Il 52° rapporto annuale dell'istituto disegna un’Italia in crisi profonda, vittima di un “sovranismo psichico” che individua nei migranti il capro espiatorio. I giovani a rischio indigenza aumentano, mentre diminuisce la fiducia nel futuro

| Scritto da Redazione
Cgil Dati Censis Un Paese incattivito dal lavoro povero

Cgil Dati Censis Un Paese incattivito dal lavoro povero

Il 52° rapporto annuale dell'istituto disegna un’Italia in crisi profonda, vittima di un “sovranismo psichico” che individua nei migranti il capro espiatorio. I giovani a rischio indigenza aumentano, mentre diminuisce la fiducia nel futuro

Gli italiani si sono spaventati e incattiviti, vittime di un “sovranismo psichico”.È “una reazione pre-politica con profonde radici sociali” che “talvolta assume i profili paranoici della caccia al capro espiatorio, quando la cattiveria – dopo e oltre il rancore – diventa la leva cinica di un presunto riscatto e si dispiega in una conflittualità latente, individualizzata, pulviscolare”. Il 52° rapporto annuale del Censis, presentato oggi (7 dicembre) a Roma, disegna un’Italia in crisi profonda, le cui cause vanno individuate nell’“assenza di prospettive di crescita, individuali e collettive”.

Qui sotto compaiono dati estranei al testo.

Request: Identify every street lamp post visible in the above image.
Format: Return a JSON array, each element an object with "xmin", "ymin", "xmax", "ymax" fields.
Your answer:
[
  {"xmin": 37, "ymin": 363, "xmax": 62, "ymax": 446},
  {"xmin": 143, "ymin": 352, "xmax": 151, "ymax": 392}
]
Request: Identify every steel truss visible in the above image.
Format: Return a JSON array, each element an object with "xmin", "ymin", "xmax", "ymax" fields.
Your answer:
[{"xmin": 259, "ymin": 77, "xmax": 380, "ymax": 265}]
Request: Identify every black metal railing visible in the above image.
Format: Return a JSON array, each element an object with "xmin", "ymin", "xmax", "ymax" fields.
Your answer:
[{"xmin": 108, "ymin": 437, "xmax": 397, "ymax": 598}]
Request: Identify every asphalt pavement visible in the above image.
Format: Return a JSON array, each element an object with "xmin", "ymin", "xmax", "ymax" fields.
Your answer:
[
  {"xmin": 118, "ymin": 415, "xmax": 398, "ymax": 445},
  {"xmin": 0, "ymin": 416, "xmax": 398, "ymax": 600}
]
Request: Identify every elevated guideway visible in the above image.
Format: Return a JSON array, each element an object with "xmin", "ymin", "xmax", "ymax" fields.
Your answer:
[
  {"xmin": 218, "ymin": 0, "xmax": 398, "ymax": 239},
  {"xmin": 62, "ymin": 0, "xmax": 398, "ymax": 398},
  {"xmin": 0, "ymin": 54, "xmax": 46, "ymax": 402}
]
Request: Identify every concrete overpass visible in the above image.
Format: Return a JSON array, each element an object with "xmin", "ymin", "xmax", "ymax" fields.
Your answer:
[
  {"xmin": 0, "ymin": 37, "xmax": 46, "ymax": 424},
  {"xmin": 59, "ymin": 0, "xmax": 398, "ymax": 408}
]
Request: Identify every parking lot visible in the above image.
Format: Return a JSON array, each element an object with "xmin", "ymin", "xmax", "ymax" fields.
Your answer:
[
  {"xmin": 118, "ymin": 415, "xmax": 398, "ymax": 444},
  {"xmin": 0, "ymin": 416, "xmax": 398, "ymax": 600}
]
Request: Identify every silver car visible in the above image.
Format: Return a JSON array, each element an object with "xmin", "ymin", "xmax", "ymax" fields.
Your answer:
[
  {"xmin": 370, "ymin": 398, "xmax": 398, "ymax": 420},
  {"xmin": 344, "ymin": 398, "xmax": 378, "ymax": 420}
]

Non è quindi un caso se “l’Italia è ormai il Paese dell’Unione europea con la più bassa quota di cittadini che affermano di aver raggiunto un condizione socio-economica migliore di quella dei genitori”. Il 56,3% degli italiani dichiara che non è vero che “le cose nel nostro Paese hanno iniziato a cambiare veramente”, il 63,6% è convinto che nessuno ne difenda gli interessi e che bisogna pensarci da soli. “L’insopportazione degli altri – rileva il Censis – sdogana i pregiudizi, anche quelli prima inconfessabili”, e mentre si manifesta “un cattivismo diffuso che erige muri invisibili, ma spessi”, “le diversità degli altri sono percepite come pericoli da cui difendersi”.

Il 52% (il 57% tra chi ha redditi bassi) è addirittura persuaso che si faccia di più per gli immigrati che per gli italiani. In generale, il giudizio negativo sull'immigrazione è nettamente superiore alla media europea. Rispetto al futuro, il 35,6% degli italiani è pessimista “perché scruta l’orizzonte con delusione e paura”, il 31,3% è incerto e solo il 33,1% è ottimista.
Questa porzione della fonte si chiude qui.